Guilty of Arrogance?
It is such a giveaway of our skewed perspective on our own status relative to other creatures, that there exists a long history of measuring nonhuman animals’ intelligence by their ability to understand and use OUR languages. Well-known examples are Koko the gorilla, Alex the parrot, Tilda the orangutan, Noc the beluga whale, Koshik the elephant, and Chaser, the border collie who knows more than 1000 words.
But thankfully we are now beginning to grasp that, in the words of evolutionary biologist Seeder El-Showk:

“Like every other kind of life on Earth, we may be unique but we are not special”  

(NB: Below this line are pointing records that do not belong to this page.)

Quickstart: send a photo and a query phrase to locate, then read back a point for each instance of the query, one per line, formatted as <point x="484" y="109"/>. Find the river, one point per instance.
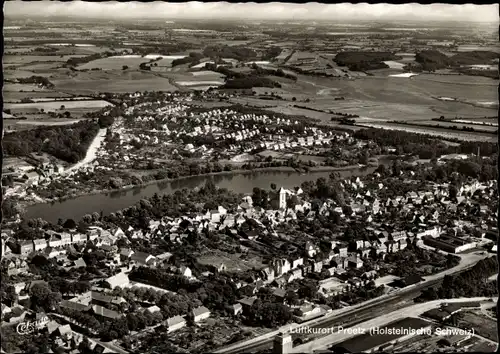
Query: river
<point x="113" y="201"/>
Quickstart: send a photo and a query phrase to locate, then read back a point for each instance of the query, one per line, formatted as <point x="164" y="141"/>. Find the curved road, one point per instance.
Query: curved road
<point x="358" y="313"/>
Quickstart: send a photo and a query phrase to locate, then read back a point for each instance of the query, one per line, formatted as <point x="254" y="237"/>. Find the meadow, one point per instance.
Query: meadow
<point x="113" y="63"/>
<point x="56" y="105"/>
<point x="459" y="125"/>
<point x="443" y="132"/>
<point x="117" y="85"/>
<point x="27" y="59"/>
<point x="16" y="97"/>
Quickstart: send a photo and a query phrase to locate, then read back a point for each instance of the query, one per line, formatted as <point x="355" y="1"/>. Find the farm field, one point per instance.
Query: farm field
<point x="478" y="121"/>
<point x="465" y="136"/>
<point x="16" y="97"/>
<point x="200" y="83"/>
<point x="483" y="325"/>
<point x="27" y="59"/>
<point x="47" y="122"/>
<point x="116" y="85"/>
<point x="116" y="63"/>
<point x="324" y="117"/>
<point x="408" y="99"/>
<point x="458" y="125"/>
<point x="19" y="73"/>
<point x="55" y="105"/>
<point x="9" y="87"/>
<point x="47" y="67"/>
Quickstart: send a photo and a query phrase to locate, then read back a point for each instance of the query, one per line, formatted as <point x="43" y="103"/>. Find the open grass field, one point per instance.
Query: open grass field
<point x="447" y="133"/>
<point x="116" y="86"/>
<point x="27" y="59"/>
<point x="16" y="97"/>
<point x="324" y="117"/>
<point x="459" y="125"/>
<point x="47" y="67"/>
<point x="483" y="326"/>
<point x="8" y="87"/>
<point x="408" y="99"/>
<point x="53" y="122"/>
<point x="111" y="81"/>
<point x="55" y="105"/>
<point x="15" y="74"/>
<point x="113" y="63"/>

– even when it comes to language. All nonhuman animals that live in social groups exhibit complex behaviours. And complex behaviours require complex communication. Thankfully we are starting to take, can I say, a more respectful approach, attempting to unlock the secrets of the nonhumans’ own languages, their conversations with each other. And, being fascinated, and humbled, by what we are finding out about their complexity and sophistication, thanks to the work of dedicated zoologists like Prof Siobodchikoff.
Not Quite There Yet
“We know a lot more than we knew a few decades ago, but we’re still a long way from two-way communication,” says Stan Kuczaj, director of the Marine Mammal Behavior and Cognition Laboratory in Mississippi.
So best not get too excited just yet at the prospect of understanding your enigmatic feline as well as he/she gets you. Perhaps a read of Professor Slobodchikoff’s book, “Chasing Dr Dolittle: Learning the Language of Animals” can give us a few pointers. As yet we don’t have access to the kind of sophisticated AI that is helping him unravel the secrets of the prairie dog. Wait till the Prof has succeeded in converting his system into a handy pocket-size translator of dog-, cat-, or guinea pig-ese. Won’t that be a wonderful thing – a bestseller for sure.
It has to be said though, his Zoolingua is still very much a work in progress. Even the Prof thinks it might take 10 years. But watch this space!

 

Sources

*Pet translator might enable humans to communicate with animals

Can any animals talk and use language like humans?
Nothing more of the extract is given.